Iranian-French Anthropologist Fariba Adelkhah Released from Prison | Support for Fariba Adelkhah
Human Rights Casework
Last update February 15, 2023
Dr. Fariba Adelkhah was released from Evin Prison on the evening of February 10, 2023, more than three and a half years after her arrest. It is our understanding that she does not know whether all of her rights will be restored—including her right to travel—as her personal belongings, passport, and other identity papers have not been returned to her. Dr. Adelkhah reportedly must apply for new identity documents before she can request a new passport.
Dr. Adelkhah is director of research at the Institute of Political Studies’ (Sciences Po) Center for International Studies in Paris, where she is renowned for her scientific work on post-revolutionary Iranian society. A dual French and Iranian citizen, Dr. Adelkhah resides in France but has traveled to Iran often for her scholarly research as well as to visit her family. At the time of her arrest in early June 2019, she had been conducting field research for several months in Iran and Afghanistan. Her partner, Dr. Roland Marchal, also a senior social science researcher at Sciences Po and a scholar of conflict and state formation in sub-Saharan Africa, was taken into custody alongside Dr. Adelkhah, while visiting her in Iran. Both researchers were subsequently charged with alleged national security-related crimes. Dr. Adelkhah was additionally charged with espionage, for which she faced a possible death sentence; this charge was subsequently dropped. The reasons for the charges brought against the two researchers have never been disclosed. Dr. Marchal was released from prison in March 2020, after France released an Iranian engineer from detention in an apparent prisoner exchange. Dr. Adelkhah was brought to trial the following month before a Revolutionary Court. One month later, she was convicted and received a five-year sentence for “assembly and collusion against national security” and a one-year sentence for “propaganda against the state,” which were ordered to be served concurrently. Her conviction was subsequently upheld on appeal.

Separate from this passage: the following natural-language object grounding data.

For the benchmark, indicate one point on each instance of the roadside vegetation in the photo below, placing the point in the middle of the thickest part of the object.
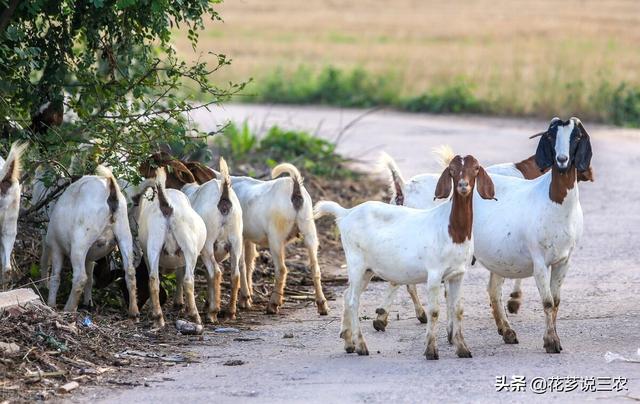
(507, 58)
(618, 104)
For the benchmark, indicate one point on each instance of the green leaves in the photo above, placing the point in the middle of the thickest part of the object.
(113, 63)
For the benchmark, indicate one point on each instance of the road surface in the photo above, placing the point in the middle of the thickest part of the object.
(601, 294)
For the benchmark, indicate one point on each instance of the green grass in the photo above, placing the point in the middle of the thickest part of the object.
(241, 146)
(618, 103)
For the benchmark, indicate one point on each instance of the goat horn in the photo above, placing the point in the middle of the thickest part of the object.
(538, 134)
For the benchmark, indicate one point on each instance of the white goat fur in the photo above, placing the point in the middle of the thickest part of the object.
(224, 233)
(9, 206)
(83, 228)
(170, 241)
(524, 234)
(418, 193)
(408, 246)
(269, 219)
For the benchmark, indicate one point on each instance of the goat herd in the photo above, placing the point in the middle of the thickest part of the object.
(524, 220)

Dr. Adelkhah was held under harsh conditions of confinement, leading her to undertake a 49-day hunger strike in late 2019 that resulted in severe kidney damage. In late 2020, she was temporarily transferred to house arrest for approximately a year, reportedly for health reasons. Throughout her imprisonment, Dr. Adelkhah was denied French consular assistance as Iran does not recognize her dual citizenship.